- Extra virgin olive oil (EVOO)
- 4 tablespoons butter, divided
- 1 tablespoon poultry seasoning
- 1 loaf Pullman bread, cut into 1-inch cubes
- 1 pound bulk chicken apple sausage, removed from casing
- 1 large red onion, chopped
- 2 cups turkey stock or low sodium chicken broth
- 2 eggs, beaten
- Salt and pepper
- Pre-heat the oven to 350°F.
- Place the bread cubes evenly on a baking sheet. Melt 2 tablespoons butter and pour it over the cubes. Bake until lightly golden in color and slightly dried out, about 15-20 minutes.
- In a large skillet, melt the remaining 2 tablespoons butter over medium heat. Add the sausage and cook for 5 minutes, crumbling the meat with the back of a spoon. Add the onion and cook until tender and the meat is browned, 7-10 minutes. Transfer the mixture to a large bowl and let cool.

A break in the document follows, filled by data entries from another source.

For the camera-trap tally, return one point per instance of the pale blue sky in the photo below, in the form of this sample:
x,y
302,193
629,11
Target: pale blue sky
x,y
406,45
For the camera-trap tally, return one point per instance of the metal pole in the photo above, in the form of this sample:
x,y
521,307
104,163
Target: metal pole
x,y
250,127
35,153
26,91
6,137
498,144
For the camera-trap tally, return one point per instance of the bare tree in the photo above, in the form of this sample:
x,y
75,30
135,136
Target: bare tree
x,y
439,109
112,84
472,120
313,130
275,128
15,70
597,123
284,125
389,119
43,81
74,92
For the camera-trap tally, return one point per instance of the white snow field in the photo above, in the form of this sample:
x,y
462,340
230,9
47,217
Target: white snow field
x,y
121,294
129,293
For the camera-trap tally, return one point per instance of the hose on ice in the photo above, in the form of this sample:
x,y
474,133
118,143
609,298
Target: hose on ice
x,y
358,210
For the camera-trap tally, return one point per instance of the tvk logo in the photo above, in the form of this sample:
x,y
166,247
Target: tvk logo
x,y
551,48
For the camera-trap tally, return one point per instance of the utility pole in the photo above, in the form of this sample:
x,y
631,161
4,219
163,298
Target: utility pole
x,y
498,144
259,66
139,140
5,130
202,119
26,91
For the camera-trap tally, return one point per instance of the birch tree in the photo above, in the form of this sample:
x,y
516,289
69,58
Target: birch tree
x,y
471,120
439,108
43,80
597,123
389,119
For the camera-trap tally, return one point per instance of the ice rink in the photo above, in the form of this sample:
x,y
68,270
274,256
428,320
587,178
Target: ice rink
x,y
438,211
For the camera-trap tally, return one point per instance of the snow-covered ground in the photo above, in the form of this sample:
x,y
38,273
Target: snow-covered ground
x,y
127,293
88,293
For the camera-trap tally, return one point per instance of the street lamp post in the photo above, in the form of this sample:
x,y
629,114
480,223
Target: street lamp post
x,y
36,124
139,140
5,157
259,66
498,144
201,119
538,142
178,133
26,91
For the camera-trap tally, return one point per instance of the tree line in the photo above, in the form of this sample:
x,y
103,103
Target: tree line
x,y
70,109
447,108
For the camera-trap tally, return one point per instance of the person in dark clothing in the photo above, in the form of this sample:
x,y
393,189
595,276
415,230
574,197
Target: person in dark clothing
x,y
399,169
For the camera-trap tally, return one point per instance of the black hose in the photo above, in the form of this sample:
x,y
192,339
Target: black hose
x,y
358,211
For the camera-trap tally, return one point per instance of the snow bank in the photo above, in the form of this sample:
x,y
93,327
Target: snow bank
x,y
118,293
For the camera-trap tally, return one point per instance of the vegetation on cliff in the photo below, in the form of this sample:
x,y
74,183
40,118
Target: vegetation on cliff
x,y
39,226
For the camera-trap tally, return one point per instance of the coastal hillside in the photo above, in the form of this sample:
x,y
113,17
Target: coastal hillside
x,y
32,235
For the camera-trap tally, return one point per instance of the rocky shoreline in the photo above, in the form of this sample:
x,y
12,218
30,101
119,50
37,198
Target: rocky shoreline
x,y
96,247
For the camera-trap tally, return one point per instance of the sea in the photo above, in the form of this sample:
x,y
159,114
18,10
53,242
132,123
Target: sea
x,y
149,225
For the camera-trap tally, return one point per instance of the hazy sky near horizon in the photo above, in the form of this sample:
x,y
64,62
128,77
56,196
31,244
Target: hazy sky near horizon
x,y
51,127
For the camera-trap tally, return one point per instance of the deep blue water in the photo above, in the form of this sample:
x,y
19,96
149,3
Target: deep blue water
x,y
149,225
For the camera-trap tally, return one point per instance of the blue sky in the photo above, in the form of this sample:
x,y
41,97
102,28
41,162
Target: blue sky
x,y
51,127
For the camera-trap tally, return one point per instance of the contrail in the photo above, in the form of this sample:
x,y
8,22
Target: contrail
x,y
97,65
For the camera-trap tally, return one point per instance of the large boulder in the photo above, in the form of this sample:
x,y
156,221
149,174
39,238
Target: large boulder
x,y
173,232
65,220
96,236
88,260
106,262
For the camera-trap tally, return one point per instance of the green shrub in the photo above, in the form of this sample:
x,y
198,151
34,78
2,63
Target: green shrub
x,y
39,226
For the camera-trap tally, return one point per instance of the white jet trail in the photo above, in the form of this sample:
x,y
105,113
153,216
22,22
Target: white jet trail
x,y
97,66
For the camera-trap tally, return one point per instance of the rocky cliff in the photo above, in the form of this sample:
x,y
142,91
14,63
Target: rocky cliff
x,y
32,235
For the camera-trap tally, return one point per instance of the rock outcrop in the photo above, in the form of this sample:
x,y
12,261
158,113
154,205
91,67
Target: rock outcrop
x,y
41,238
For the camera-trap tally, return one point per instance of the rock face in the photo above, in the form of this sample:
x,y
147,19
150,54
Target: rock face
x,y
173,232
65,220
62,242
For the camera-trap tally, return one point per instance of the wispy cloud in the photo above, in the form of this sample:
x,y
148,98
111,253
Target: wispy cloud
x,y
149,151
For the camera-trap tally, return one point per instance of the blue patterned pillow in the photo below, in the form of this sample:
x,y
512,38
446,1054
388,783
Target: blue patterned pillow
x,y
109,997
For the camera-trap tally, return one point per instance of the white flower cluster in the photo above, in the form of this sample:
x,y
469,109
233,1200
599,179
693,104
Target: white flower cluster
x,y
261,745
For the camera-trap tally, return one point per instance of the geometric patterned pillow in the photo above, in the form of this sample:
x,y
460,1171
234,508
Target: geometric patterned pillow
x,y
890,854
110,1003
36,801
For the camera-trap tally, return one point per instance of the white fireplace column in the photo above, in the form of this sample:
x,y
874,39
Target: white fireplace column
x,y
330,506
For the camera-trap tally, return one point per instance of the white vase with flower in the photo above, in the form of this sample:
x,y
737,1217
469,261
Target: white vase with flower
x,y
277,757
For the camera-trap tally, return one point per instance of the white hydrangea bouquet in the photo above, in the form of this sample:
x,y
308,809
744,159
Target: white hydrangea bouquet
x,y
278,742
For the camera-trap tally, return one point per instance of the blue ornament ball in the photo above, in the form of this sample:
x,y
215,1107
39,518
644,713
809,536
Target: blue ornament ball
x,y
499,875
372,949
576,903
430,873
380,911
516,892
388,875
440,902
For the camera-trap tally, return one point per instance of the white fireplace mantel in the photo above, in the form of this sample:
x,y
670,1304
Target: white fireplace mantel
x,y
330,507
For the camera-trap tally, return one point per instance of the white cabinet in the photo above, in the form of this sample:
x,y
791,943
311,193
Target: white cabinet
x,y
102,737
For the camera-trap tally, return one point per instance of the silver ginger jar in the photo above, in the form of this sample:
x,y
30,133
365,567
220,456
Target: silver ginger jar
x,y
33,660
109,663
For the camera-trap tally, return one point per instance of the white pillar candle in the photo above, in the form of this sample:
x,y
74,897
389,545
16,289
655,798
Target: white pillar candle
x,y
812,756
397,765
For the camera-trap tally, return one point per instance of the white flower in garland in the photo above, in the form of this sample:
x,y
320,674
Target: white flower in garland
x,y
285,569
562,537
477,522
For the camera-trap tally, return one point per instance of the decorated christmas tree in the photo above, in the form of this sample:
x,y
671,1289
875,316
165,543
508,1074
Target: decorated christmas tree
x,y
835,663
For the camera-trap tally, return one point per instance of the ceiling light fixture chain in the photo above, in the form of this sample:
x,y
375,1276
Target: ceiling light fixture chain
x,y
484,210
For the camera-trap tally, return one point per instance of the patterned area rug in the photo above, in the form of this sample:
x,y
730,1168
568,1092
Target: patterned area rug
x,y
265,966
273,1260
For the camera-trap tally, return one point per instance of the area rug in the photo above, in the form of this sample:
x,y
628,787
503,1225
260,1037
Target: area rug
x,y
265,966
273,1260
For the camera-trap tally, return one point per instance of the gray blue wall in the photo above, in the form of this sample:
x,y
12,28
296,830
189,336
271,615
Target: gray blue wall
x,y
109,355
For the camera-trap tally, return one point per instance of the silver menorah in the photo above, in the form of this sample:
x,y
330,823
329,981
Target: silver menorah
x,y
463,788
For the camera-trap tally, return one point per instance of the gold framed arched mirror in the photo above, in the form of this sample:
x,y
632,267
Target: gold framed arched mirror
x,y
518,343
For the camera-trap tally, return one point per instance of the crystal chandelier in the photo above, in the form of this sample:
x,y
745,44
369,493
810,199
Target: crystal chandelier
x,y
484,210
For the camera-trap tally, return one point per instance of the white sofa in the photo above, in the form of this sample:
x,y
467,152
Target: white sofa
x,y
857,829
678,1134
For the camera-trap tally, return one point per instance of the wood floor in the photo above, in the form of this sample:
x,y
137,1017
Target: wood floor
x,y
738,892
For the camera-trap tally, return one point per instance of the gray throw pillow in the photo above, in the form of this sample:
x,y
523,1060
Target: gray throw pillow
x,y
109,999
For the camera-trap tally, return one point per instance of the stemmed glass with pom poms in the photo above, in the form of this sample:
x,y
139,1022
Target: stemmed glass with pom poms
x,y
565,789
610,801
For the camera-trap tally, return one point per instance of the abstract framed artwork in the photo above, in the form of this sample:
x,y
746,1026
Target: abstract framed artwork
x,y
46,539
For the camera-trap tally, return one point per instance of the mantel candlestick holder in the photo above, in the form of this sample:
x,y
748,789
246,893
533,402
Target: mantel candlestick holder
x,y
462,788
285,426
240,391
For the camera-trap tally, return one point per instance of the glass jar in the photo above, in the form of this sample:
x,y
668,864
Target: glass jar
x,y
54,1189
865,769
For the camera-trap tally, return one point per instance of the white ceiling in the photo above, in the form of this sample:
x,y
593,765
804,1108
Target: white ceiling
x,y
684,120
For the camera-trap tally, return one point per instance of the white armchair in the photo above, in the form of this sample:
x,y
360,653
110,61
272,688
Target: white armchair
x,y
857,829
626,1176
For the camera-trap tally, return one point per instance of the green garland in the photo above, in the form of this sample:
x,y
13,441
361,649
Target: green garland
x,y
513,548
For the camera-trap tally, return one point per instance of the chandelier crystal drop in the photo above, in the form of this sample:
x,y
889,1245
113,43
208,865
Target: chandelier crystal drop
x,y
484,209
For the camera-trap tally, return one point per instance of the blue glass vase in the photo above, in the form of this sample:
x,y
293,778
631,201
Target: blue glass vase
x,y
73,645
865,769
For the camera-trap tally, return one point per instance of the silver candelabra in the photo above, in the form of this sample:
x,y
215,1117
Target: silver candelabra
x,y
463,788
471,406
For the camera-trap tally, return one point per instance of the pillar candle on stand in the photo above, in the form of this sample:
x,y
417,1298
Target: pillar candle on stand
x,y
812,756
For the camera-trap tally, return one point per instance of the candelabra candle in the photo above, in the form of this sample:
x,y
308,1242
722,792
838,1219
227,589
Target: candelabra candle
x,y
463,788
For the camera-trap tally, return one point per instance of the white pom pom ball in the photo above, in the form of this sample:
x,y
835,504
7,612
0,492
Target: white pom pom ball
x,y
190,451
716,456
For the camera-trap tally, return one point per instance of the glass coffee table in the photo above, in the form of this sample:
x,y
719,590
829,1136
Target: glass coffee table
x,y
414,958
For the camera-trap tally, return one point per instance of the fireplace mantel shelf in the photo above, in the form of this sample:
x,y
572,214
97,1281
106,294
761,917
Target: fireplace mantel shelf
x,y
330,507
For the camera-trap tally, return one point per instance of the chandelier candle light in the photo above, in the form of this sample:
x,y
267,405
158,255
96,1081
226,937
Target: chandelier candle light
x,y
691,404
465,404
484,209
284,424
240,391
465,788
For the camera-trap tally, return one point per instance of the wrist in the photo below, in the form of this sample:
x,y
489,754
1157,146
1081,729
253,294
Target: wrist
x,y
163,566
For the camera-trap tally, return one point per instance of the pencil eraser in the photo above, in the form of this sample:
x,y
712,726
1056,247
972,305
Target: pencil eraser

- Add the toasted bread cubes, stock and eggs to the bowl and mix well (use your hands if you like – it’s fun!). The mixture should be moist but not soggy; add a little more stock if you like your stuffing wetter.
- Season the stuffing with poultry seasoning, salt and pepper. Place in a 9-inch x13-inch buttered baking dish and bake for 30 minutes. (To keep the stuffing moist; cover the top loosely with foil while it bakes.)